After the 35-minute meeting in the Oval Office with Mr. Trump and the press, Mr. Carney’s private time with him included both a working lunch and another short meeting in the Oval Office − which together lasted more than one hour.
Mr. LeBlanc told reporters that Mr. Trump and Mr. Carney had tasked him and other Canadian and U.S. officials to “quickly” reach agreements on steel, aluminum and energy before moving on to other trade issues. Mr. LeBlanc said he would continue talks with Trump administration officials on Tuesday night and possibly beyond.
Mr. Trump repeatedly complimented Mr. Carney. “He’s a great Prime Minister, I mean, he could represent me any time,” the President said. Asked why Mr. Trump could not reach a deal with Mr. Carney if Mr. Carney is a great man, the President replied: “Because I want to be a great man, too.”

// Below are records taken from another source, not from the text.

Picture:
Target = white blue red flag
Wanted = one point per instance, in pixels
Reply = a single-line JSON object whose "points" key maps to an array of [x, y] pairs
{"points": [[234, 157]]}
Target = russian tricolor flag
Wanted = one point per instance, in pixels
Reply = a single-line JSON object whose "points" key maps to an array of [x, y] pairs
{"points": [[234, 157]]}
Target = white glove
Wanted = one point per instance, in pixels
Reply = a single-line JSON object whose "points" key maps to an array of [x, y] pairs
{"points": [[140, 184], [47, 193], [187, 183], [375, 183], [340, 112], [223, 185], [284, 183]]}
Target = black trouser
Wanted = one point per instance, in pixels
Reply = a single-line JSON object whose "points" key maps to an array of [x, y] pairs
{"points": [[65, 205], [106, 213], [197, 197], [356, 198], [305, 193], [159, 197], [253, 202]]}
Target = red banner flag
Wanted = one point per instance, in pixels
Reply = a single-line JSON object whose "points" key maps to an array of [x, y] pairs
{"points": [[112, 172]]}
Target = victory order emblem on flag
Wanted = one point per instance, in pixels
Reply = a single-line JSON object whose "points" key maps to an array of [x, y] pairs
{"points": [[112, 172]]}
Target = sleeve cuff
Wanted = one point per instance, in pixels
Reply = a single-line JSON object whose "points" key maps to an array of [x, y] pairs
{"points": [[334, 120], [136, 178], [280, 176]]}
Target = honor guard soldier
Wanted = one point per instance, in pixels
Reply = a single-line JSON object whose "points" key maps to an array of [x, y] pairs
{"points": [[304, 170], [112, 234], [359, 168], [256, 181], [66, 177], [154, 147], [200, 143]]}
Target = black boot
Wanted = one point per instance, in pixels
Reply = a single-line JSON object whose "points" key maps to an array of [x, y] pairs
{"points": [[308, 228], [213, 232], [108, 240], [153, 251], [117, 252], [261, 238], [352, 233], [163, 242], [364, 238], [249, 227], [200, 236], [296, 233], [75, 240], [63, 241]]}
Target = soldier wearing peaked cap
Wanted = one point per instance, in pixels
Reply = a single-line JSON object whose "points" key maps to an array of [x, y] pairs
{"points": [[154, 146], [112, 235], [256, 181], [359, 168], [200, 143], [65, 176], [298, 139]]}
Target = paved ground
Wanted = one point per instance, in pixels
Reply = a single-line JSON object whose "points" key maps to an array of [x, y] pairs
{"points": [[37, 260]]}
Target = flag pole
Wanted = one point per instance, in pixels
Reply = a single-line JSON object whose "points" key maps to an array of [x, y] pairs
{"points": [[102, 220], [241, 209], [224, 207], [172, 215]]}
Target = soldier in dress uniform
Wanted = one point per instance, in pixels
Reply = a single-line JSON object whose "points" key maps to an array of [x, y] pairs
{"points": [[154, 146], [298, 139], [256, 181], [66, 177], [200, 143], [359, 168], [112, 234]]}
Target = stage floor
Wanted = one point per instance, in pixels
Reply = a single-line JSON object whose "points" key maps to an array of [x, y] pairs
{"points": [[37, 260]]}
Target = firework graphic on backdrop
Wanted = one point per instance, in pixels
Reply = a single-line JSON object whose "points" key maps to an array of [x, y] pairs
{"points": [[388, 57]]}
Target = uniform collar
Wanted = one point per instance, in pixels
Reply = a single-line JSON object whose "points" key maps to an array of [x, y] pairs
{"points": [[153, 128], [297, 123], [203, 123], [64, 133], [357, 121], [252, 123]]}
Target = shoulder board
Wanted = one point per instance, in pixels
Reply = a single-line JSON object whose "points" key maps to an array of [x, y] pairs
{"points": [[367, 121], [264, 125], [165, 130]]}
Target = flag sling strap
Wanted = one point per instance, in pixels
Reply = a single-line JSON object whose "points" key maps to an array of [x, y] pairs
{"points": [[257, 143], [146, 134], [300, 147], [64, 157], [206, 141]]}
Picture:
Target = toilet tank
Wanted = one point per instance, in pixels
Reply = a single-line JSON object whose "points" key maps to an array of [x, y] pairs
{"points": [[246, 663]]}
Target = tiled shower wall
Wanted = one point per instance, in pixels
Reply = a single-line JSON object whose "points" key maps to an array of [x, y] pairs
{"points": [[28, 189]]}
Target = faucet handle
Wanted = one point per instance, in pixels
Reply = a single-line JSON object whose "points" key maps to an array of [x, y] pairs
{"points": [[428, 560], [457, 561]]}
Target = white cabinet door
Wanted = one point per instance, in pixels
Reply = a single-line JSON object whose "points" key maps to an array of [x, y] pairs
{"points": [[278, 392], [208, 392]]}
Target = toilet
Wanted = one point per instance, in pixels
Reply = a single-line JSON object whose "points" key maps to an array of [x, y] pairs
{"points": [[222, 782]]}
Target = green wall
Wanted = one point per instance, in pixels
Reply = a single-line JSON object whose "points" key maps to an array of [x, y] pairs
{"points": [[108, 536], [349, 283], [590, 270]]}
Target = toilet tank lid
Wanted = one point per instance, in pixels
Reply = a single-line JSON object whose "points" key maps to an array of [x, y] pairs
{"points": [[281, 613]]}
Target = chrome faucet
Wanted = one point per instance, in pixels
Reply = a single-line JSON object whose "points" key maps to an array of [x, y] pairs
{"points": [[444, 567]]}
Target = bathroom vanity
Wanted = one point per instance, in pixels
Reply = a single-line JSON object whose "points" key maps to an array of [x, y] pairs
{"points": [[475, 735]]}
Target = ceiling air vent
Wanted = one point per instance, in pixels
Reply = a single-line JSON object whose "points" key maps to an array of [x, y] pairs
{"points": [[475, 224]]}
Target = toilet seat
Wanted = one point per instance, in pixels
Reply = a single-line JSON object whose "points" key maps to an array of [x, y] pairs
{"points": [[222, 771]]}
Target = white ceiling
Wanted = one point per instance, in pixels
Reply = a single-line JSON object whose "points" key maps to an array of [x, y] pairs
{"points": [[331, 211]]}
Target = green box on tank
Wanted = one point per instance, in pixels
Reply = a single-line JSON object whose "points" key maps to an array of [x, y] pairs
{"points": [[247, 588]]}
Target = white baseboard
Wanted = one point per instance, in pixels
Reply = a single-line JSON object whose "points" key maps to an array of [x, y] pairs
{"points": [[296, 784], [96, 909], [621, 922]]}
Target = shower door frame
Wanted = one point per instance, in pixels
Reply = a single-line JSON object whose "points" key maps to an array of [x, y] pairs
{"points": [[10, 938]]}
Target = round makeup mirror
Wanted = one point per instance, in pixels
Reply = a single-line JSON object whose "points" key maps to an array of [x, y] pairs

Dominic LeBlanc speaks to reporters outside the Canadian Embassy in Washington on Tuesday.Adrian Wyld/The Canadian Press
Mr. LeBlanc said the meeting Tuesday with Mr. Trump was “more detailed than previous discussions” and ended with orders to him, U.S. Commerce Secretary Howard Lutnick and U.S. Trade Representative Jamieson Greer to keep negotiating.
“We talked about ways to quickly arrive at a deal that will bring, we hope, a better circumstance to both countries,” Mr. LeBlanc said.
Mr. LeBlanc would not say what the timeline for agreements is but that he was “more optimistic today after those discussions at the White House than I was when we arrived in Washington yesterday.”
The minister was more circumspect on autos, which he did not enumerate amid the first deals he would be working on. Mr. Trump signalled he would want tariffs to remain on Canadian autos even with a new deal in place.
In the House of Commons Tuesday, Conservative Leader Pierre Poilievre seized on the Prime Minister’s promise of up to US$1-trillion of investment in the U.S. over the next five years.
“He made a massive trillion-dollar concession before the deal was even signed and without getting anything in return. One trillion dollars of exit investment means closing mines and factories in Canada and opening them in the U.S.,” Mr. Poilievre said.
Government House Leader Steven MacKinnon did not respond directly to the question but argued that Canadian pension plans invest all over the world and the profits come back to Canada.